Dear Professor Abelson:
Since fall 2010, MIT has been involved in events arising from actions taken by Aaron Swartz to access JSTOR through the MIT computer network. I have asked you, and you have graciously agreed, to review MIT’s involvement.
The purpose of this review is to describe MIT’s actions and to learn from them. Your review should (1) describe MIT’s actions and decisions during the period beginning when MIT first became aware of unusual JSTOR-related activity on its network by a then-unidentified person, until the death of Aaron Swartz on January 11, 2013, (2) review the context of these decisions and the options that MIT considered, and (3) identify the issues that warrant further analysis in order to learn from these events.
I trust that the MIT community, including those involved in these events, always acts with high professional integrity and a strong sense of responsibility to MIT. However, MIT tries continuously to improve and to meet its highest aspirations. It is in that spirit that I ask you to help MIT learn from these events.

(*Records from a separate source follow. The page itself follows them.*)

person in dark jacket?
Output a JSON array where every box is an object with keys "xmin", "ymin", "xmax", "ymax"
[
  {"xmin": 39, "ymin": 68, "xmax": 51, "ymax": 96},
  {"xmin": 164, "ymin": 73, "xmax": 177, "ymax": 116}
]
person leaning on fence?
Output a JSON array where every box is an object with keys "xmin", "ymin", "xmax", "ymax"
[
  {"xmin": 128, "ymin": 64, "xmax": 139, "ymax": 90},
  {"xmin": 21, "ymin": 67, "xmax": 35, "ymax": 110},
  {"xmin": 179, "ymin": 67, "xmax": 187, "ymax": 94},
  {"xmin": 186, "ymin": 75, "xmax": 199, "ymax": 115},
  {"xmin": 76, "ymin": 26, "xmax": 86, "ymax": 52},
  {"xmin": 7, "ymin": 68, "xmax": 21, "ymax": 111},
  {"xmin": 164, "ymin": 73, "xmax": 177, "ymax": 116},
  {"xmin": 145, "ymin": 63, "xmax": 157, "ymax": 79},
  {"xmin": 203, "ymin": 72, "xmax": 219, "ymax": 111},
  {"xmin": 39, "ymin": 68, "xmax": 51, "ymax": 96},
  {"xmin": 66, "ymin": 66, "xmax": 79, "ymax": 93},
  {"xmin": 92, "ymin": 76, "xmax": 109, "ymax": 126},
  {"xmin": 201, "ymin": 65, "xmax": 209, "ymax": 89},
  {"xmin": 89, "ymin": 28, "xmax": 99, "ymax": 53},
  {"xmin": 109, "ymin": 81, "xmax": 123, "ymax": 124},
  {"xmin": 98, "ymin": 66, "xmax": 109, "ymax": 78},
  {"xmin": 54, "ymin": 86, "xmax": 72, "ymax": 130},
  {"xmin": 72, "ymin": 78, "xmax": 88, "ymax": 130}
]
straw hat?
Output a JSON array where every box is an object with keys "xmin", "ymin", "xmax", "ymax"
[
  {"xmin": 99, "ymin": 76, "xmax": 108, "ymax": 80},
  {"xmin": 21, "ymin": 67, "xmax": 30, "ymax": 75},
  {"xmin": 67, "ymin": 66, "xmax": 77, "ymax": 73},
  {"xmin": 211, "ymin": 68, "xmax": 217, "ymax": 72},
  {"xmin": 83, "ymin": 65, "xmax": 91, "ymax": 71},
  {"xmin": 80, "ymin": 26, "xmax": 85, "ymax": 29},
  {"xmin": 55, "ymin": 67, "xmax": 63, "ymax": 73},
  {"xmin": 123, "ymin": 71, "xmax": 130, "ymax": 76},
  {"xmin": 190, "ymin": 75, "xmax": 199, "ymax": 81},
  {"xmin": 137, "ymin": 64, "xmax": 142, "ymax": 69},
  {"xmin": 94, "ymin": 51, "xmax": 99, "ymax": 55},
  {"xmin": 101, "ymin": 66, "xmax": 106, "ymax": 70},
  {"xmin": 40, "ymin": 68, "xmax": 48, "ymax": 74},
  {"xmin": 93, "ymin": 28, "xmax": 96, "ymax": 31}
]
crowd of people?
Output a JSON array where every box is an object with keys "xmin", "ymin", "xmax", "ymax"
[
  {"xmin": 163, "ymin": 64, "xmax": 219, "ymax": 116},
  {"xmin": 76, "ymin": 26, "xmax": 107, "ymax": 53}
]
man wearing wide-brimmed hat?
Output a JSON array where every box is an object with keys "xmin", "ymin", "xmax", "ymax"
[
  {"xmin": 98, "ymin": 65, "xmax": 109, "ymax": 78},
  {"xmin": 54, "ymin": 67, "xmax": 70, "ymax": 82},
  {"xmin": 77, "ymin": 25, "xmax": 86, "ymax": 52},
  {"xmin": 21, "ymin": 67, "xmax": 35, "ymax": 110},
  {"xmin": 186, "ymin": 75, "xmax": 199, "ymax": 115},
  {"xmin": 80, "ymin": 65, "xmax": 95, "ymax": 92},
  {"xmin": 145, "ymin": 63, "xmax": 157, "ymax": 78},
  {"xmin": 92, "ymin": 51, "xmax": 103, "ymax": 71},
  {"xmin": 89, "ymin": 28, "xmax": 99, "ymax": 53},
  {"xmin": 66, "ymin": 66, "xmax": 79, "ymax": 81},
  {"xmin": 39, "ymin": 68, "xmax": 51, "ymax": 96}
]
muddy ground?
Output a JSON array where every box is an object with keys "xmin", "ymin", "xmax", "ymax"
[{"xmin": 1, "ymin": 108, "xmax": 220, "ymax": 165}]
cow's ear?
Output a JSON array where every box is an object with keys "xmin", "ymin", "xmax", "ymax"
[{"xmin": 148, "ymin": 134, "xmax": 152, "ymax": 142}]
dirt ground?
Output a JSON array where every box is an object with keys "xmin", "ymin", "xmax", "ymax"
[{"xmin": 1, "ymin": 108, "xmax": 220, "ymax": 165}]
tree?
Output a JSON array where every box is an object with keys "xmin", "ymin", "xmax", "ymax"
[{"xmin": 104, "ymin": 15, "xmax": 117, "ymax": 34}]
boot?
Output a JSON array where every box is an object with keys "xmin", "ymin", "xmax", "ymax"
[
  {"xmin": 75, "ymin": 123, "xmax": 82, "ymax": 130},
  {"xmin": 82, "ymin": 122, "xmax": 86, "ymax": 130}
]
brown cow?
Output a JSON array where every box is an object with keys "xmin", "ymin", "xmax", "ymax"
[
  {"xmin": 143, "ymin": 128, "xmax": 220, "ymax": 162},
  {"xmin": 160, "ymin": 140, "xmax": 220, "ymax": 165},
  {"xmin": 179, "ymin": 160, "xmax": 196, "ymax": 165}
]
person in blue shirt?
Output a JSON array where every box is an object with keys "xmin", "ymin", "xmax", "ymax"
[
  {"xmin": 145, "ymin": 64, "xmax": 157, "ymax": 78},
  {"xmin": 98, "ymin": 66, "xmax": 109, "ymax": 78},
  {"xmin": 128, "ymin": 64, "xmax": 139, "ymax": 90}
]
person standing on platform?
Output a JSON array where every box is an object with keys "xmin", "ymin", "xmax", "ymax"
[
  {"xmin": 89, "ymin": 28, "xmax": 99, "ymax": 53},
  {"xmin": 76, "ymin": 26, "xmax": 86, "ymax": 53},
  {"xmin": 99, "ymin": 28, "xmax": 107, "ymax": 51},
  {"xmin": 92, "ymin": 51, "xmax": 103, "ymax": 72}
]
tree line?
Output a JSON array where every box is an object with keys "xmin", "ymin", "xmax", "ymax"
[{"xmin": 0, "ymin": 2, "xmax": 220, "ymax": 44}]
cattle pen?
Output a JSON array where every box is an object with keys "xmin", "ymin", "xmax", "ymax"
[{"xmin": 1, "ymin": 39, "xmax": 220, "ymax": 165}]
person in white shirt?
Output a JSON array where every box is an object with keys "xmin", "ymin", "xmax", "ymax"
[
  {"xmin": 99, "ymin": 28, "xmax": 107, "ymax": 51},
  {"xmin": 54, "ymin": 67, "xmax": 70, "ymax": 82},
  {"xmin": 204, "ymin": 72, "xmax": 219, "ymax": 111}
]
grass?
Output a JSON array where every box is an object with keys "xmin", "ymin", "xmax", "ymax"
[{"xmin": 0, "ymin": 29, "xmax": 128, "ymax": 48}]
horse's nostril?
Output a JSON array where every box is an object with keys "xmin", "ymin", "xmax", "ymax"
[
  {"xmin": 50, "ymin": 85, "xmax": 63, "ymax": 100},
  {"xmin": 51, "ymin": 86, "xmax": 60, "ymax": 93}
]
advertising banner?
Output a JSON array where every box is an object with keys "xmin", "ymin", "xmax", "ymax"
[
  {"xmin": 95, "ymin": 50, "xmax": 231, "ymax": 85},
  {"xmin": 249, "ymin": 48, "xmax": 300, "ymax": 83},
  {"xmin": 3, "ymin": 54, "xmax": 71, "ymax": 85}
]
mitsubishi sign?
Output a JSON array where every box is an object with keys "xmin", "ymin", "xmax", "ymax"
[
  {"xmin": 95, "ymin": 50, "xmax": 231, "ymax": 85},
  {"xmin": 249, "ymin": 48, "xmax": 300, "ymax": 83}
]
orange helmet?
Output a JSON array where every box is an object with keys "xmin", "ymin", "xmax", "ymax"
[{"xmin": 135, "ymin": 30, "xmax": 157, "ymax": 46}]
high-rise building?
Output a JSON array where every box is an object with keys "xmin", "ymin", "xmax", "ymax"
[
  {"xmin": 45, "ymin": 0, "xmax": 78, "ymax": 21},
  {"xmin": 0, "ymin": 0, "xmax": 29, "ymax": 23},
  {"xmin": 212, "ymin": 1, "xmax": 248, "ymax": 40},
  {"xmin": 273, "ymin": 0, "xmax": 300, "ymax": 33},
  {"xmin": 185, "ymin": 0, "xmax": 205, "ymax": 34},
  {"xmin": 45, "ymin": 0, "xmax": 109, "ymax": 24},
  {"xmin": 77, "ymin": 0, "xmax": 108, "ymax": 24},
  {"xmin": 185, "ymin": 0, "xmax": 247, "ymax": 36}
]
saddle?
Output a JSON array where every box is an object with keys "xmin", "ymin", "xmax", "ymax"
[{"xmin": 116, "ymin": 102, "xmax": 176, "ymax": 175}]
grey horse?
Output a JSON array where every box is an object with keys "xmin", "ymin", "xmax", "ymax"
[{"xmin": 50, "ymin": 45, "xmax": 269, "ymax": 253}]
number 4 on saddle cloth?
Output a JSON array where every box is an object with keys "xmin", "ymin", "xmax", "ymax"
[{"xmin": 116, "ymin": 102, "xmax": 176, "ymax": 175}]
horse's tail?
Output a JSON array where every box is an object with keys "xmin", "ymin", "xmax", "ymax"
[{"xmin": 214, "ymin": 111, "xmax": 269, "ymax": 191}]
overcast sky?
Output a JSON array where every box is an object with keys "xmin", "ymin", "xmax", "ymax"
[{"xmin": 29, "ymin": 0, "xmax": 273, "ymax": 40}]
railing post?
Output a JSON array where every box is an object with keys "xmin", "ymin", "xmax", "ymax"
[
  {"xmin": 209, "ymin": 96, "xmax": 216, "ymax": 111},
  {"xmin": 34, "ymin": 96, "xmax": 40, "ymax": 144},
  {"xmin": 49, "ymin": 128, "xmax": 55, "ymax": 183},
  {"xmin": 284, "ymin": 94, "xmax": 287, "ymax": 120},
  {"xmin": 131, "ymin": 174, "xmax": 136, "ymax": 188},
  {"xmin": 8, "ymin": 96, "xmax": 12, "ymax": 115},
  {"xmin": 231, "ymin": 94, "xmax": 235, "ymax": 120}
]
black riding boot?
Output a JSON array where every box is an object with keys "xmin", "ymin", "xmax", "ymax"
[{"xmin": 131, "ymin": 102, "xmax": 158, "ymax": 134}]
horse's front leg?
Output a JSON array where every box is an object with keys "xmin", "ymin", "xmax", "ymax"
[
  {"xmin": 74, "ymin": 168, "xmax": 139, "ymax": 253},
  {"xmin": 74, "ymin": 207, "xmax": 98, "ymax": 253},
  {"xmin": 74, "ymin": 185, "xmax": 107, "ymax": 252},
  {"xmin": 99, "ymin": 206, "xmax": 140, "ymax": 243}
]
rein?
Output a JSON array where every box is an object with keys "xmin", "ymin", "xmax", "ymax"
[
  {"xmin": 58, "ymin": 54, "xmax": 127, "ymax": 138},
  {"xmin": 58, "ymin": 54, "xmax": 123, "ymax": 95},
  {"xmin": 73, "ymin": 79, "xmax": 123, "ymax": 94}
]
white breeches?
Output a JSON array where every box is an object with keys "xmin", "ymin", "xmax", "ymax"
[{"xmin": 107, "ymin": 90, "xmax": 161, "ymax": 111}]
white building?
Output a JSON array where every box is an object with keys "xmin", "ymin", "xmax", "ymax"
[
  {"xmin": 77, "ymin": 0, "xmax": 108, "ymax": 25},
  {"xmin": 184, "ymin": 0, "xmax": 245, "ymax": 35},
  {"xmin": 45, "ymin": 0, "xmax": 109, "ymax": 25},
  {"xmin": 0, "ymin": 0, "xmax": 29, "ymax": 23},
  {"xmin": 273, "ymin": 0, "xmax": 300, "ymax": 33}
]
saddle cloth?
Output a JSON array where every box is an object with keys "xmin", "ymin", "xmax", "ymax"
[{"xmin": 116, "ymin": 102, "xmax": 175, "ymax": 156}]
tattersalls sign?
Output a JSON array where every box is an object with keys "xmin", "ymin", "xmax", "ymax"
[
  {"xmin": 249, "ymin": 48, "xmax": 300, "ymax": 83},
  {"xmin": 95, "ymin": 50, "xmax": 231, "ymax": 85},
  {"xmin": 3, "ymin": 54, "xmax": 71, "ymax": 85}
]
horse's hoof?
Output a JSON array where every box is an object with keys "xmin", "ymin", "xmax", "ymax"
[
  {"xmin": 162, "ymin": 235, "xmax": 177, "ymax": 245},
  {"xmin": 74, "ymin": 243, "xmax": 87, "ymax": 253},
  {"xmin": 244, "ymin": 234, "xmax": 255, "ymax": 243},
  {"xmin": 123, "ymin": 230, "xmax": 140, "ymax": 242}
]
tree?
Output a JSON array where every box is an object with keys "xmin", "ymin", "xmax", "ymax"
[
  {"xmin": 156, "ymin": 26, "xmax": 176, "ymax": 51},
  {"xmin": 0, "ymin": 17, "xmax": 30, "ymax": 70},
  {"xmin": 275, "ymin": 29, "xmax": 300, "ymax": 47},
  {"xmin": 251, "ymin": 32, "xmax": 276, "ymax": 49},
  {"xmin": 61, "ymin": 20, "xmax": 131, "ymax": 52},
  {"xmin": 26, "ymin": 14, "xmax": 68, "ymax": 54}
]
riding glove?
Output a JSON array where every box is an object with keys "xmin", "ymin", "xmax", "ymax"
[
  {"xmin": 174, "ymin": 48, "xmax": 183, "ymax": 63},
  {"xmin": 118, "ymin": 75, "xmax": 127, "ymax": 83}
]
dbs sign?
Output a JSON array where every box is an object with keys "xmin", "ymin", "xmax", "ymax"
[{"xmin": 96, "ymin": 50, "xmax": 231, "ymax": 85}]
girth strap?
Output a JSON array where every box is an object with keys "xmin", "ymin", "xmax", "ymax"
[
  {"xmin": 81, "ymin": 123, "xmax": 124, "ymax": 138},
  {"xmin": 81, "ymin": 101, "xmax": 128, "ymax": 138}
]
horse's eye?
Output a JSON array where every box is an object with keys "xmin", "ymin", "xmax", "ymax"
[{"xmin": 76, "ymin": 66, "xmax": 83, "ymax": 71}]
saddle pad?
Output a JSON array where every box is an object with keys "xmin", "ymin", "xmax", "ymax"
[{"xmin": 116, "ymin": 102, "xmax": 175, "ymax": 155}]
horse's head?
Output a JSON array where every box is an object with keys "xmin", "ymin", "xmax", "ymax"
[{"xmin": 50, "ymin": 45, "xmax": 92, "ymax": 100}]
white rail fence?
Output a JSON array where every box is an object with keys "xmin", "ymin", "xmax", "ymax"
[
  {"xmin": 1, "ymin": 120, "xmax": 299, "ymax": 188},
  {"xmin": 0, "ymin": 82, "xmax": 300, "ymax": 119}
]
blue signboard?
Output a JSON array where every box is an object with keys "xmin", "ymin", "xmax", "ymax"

Time is of the essence. Presently, many in the MIT community do not know what to make of the news reports on this matter. Out of respect for the value of analysis and reflection, MIT will wait for your report before commenting on the events that you will be examining. I urge you to conduct your review as rapidly as you can do so responsibly. I will be responsible for sharing your report with the MIT community and the public.
On behalf of MIT, I thank you in advance for the objectivity, analytic skill, and high sense of responsibility that you will bring to this task.